El siguiente paso será una exposición en el Born‘Una infancia sota les bombes’ (donde de nuevo habrá una evocación de la bomba de Sant Felip Neri, el mural del artista chileno Fernando Prats que hace cinco años se exhibió en la capella de Santa Àgata). Será una muestra muy didáctica, que se quiere convertir en una visita obligada para las escuelas de la ciudad. Como ejemplo de hasta qué punto la experiencia marcó a una generación, se mostrarán los dibujos en que los niños, animados por sus maestras, dibujaban los hechos. “Y cómo algunos de ellos, adultos, hicieron del impacto de las bombas una expresión artística”, avanza el comisionado.

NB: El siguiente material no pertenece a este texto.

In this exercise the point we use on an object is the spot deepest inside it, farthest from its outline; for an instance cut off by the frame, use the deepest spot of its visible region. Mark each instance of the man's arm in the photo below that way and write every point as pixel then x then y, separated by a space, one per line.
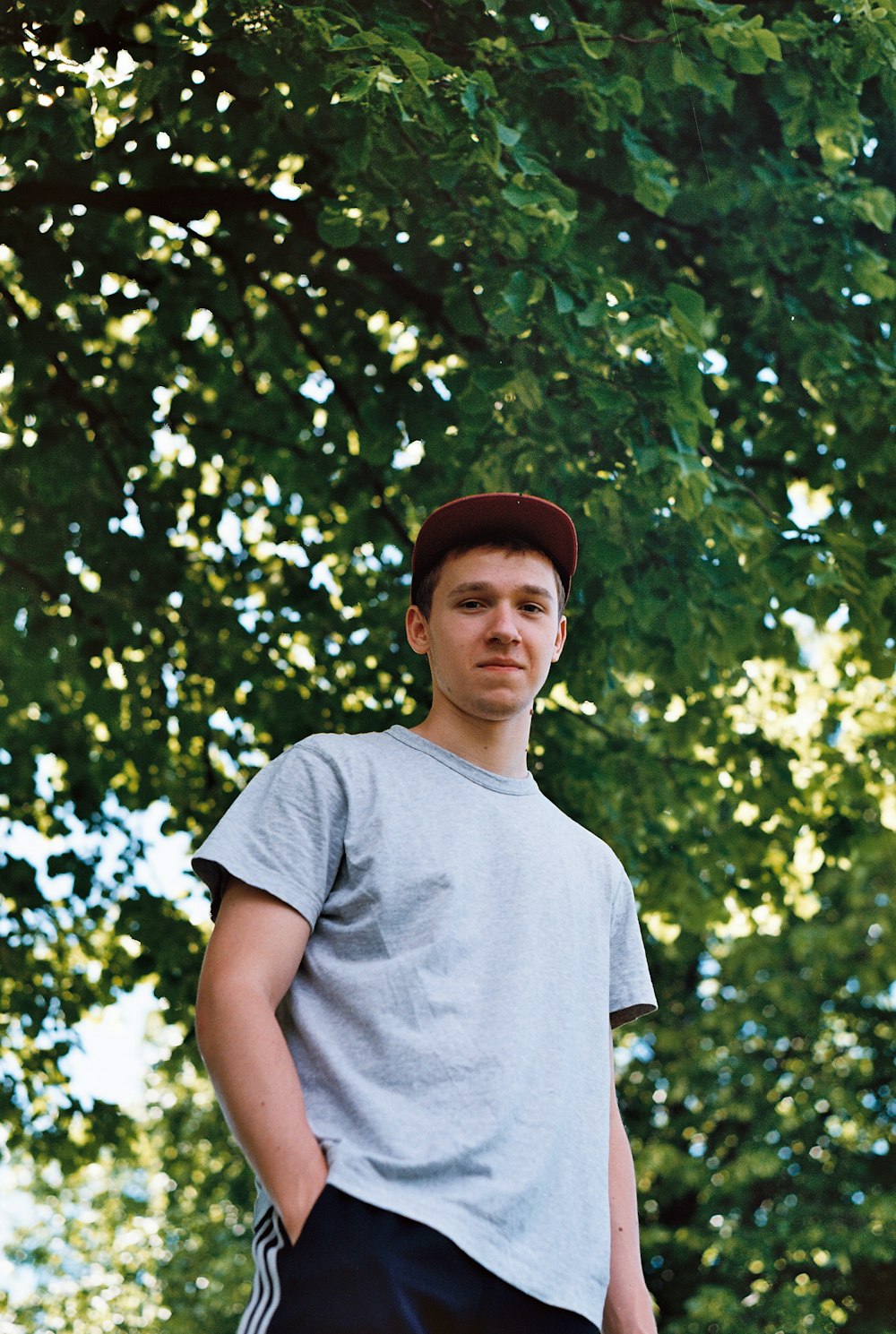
pixel 252 957
pixel 628 1309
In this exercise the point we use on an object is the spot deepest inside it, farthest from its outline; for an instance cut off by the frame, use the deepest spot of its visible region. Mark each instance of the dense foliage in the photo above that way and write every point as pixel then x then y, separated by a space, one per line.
pixel 278 280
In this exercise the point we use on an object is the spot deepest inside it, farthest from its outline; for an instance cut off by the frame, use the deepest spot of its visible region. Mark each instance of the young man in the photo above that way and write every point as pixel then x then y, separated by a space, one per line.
pixel 407 998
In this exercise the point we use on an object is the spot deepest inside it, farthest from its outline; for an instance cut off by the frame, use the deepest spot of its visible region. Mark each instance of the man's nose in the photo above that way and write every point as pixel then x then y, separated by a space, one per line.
pixel 503 624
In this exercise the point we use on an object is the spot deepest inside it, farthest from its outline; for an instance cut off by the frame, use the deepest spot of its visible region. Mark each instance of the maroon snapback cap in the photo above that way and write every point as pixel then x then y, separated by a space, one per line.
pixel 491 516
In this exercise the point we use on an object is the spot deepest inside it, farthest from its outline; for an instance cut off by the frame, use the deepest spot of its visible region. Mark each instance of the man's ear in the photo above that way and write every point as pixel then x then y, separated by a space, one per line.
pixel 418 630
pixel 560 641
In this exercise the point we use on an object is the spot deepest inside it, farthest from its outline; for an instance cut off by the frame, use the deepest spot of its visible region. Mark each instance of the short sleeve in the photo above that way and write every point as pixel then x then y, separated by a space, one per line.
pixel 283 834
pixel 631 990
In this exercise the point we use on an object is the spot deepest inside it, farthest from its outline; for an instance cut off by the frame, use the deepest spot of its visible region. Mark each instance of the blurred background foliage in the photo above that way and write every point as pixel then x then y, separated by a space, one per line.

Para que quede también un fruto palpable de la conmemoración, se está trabajando en el libro ‘Barcelona, topografía de la destrucció’, a cargo de Laia Aranyó y Mireia Capdevila. Un encargo del Ayuntamiento de Barcelona a la Fundació Pi i Sunyer para hacer un balance definitivo de las destrucciones y víctimas que causaron los bombardeos sobre la ciudad. “Creemos que estará a la altura del proyecto del Ayuntamiento de Londres sobre el Blitz”, apunta Vinyes.